Many studies examined the influence of gene SNPs on susceptibility to lung cancer. For example, SNPs in miR-219-1 (rs213210, rs421446, and rs107822) significantly influence the susceptibility and prognosis of NSCLC [30]. In addition, compared with the AA genotype of ataxia telangiectasia-mutated (ATM), the TT genotype significantly increases the risk of lung cancer [31]. The present study examined whether SNPs in HOTAIR increased the susceptibility to lung cancer. Four sites were selected for statistical analyses: rs920778 (C > T), rs12826786 (C > T), rs4759314 (A > G), and rs1899663 (G > T). As expected, in the present hospital-based case–control study, the C/T and C/T + TT genotypes at the rs920778 site were significant risk factors for primary lung cancer compared with the CC genotype. The TT genotype at the rs1899663 site increased the susceptibility to lung cancer compared with the GG genotype. However, the actual increase may have been underestimated because of the small sample size. As shown by the stratified analysis of further factors (smoking, gender, and pathological type), the C/T and C/T + TT genotypes at the rs920778 site significantly increased the susceptibility to lung cancer in males but not in females. The C/T and C/T + TT genotypes at the rs920778 site also increased the risk of lung cancer in smokers. Therefore, as we expected, smoking-related factors influenced HOTAIR expression via the induction of gene mutations within the gene itself. Cigarette smoke extract induces the inflammatory cell factor, IL-6, which activates the transcription factor STAT3 and directly interacts and increases the expression level of HOTAIR [32]. In the present study, the relationship between HOTAIR expression levels and smoking history in squamous cell carcinoma and adenocarcinoma patients was also analyzed in the TCGA database. In lung cancer patients, HOTAIR expression levels were strongly associated with smoking history (P < 0.001), and it was significantly higher in smoking patients than in nonsmoking patients. The results of the present study fully support the conclusions. However, the susceptibility factors for primary lung cancer were inferred from analyses of squamous cell carcinoma and adenocarcinoma data of NSCLC patients only. Therefore, all pathological types of primary lung cancer should be analyzed in future studies.

It has been shown that compared with the CC genotype at the rs920778 site, the TT genotype at the rs920778 site significantly increases the risk of esophageal squamous cell carcinoma, and HOTAIR expression level is increased in carriers of the T allele at the rs920778 site within the HOTAIR enhancer [13]. Another study reported that the expression level of HOTAIR was increased significantly in lung cancer patients, which was associated with the malignant phenotype and prognosis of lung cancer [33]. The C/T and C/T + TT genotypes at the rs920778 site increased the risk of squamous cell carcinoma, which indicates the possible association of HOTAIR SNPs with the pathological type of lung cancer [34]. Further analysis of lung cancer patients identified in the TCGA database revealed that the expression level of HOTAIR in squamous cell carcinoma patients was significantly higher than that in adenocarcinoma patients (P = 0.018), both of which were higher than that in the healthy population. These observations fully support our hypothesis that SNPs in the rs920778 site within HOTAIR significantly increase susceptibility to squamous cell carcinoma by increasing the expression level of HOTAIR. However, one limitation of our study is that HOTAIR expression levels were not evaluated in the lung cancer or control groups.

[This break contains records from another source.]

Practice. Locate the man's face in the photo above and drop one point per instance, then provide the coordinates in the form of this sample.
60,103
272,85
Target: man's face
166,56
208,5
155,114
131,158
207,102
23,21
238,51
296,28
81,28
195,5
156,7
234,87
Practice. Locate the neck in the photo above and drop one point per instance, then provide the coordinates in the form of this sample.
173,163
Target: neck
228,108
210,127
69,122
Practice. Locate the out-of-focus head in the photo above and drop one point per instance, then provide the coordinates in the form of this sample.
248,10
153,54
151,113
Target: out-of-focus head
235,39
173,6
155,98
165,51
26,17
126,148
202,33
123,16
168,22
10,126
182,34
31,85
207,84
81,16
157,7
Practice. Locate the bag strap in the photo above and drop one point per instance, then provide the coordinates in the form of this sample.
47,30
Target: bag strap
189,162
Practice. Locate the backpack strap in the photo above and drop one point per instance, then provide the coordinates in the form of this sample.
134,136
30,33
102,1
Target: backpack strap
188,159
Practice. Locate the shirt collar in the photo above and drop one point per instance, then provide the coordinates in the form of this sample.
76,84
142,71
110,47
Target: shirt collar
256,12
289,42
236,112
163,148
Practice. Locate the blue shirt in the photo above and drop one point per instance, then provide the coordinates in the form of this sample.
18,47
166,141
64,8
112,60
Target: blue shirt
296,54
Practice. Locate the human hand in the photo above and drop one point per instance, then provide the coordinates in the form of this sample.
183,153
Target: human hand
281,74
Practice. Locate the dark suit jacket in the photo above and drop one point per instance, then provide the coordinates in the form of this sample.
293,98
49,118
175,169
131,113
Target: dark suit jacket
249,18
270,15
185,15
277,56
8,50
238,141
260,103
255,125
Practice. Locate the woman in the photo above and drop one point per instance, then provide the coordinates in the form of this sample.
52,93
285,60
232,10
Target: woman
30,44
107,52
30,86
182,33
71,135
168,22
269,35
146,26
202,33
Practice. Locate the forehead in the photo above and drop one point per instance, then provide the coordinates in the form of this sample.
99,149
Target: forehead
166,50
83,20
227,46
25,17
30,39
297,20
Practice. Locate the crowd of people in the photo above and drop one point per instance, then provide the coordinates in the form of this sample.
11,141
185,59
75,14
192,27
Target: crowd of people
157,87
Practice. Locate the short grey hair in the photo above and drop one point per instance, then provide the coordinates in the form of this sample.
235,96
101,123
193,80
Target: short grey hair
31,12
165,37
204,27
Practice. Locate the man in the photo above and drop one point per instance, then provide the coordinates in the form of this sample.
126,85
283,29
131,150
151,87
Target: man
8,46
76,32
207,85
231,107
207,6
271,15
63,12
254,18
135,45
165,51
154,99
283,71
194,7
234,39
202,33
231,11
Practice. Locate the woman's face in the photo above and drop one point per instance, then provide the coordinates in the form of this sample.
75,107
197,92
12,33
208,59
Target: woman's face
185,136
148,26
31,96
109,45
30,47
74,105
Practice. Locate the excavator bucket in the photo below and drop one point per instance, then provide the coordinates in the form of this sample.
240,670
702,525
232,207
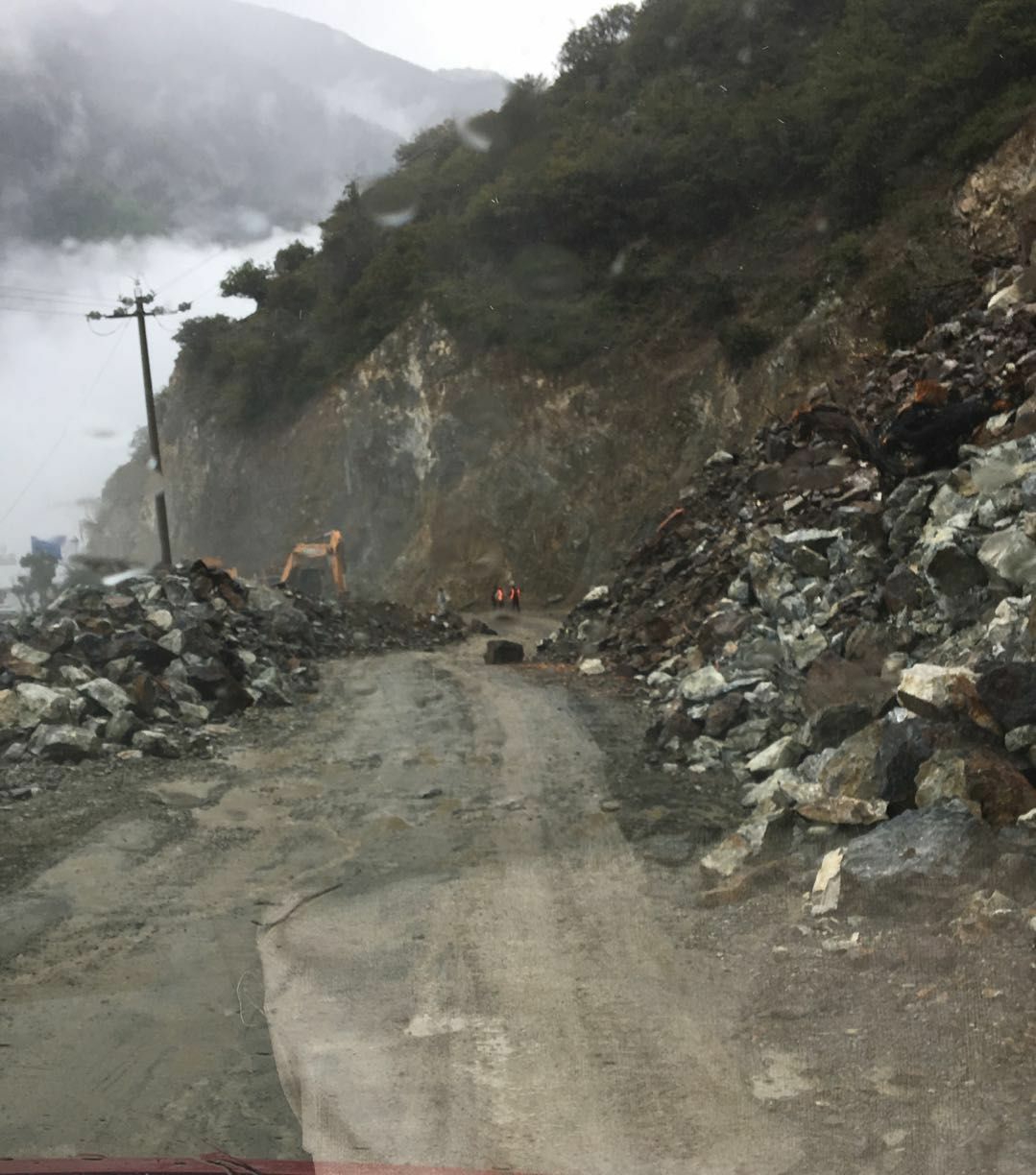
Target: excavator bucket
315,569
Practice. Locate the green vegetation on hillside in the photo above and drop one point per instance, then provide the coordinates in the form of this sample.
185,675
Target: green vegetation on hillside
587,214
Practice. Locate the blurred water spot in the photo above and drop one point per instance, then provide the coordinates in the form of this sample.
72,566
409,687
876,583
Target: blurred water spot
547,271
471,137
395,220
120,577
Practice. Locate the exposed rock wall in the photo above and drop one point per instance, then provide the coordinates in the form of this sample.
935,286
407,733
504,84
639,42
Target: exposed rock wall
440,468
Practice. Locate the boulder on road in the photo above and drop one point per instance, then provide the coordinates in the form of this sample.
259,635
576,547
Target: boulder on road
1008,692
63,744
121,727
157,743
939,843
941,691
38,704
504,652
592,666
106,694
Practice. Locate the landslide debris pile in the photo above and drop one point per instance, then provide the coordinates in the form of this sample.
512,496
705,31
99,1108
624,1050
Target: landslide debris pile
147,666
840,622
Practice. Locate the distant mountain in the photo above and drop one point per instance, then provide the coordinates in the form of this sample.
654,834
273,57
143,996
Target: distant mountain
200,115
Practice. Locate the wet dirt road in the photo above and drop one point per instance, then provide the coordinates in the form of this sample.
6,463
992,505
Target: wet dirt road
489,979
443,914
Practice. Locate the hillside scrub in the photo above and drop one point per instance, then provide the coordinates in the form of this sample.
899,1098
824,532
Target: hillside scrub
578,215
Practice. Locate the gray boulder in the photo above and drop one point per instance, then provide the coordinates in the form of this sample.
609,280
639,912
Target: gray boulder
503,652
63,744
106,694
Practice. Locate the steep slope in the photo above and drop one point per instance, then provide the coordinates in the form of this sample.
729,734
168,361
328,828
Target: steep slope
514,350
213,116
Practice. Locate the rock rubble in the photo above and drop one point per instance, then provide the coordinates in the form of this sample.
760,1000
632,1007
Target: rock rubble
149,664
840,620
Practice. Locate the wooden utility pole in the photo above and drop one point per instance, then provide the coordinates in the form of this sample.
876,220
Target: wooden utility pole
137,302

Therefore, we cannot further verify whether the SNPs in HOTAIR influenced susceptibility to lung cancer by increasing HOTAIR expression levels. This analysis is planned in future studies.

In summary, gene polymorphisms in rs920778 and rs1899663 within HOTAIR significantly increase susceptibility to lung cancer. These two sites exhibit LD. In the population with a T(rs920778)C(rs1899663)A(rs4759314) haplotype, the risk of lung cancer is significantly increased. In addition, among NSCLC patients, the expression level of HOTAIR in squamous cell carcinoma is significantly higher than that in adenocarcinoma, and smoking influences HOTAIR expression levels. HOTAIR may be a novel predictor of the biological behavior of tumors and a novel target for the treatment of lung cancer.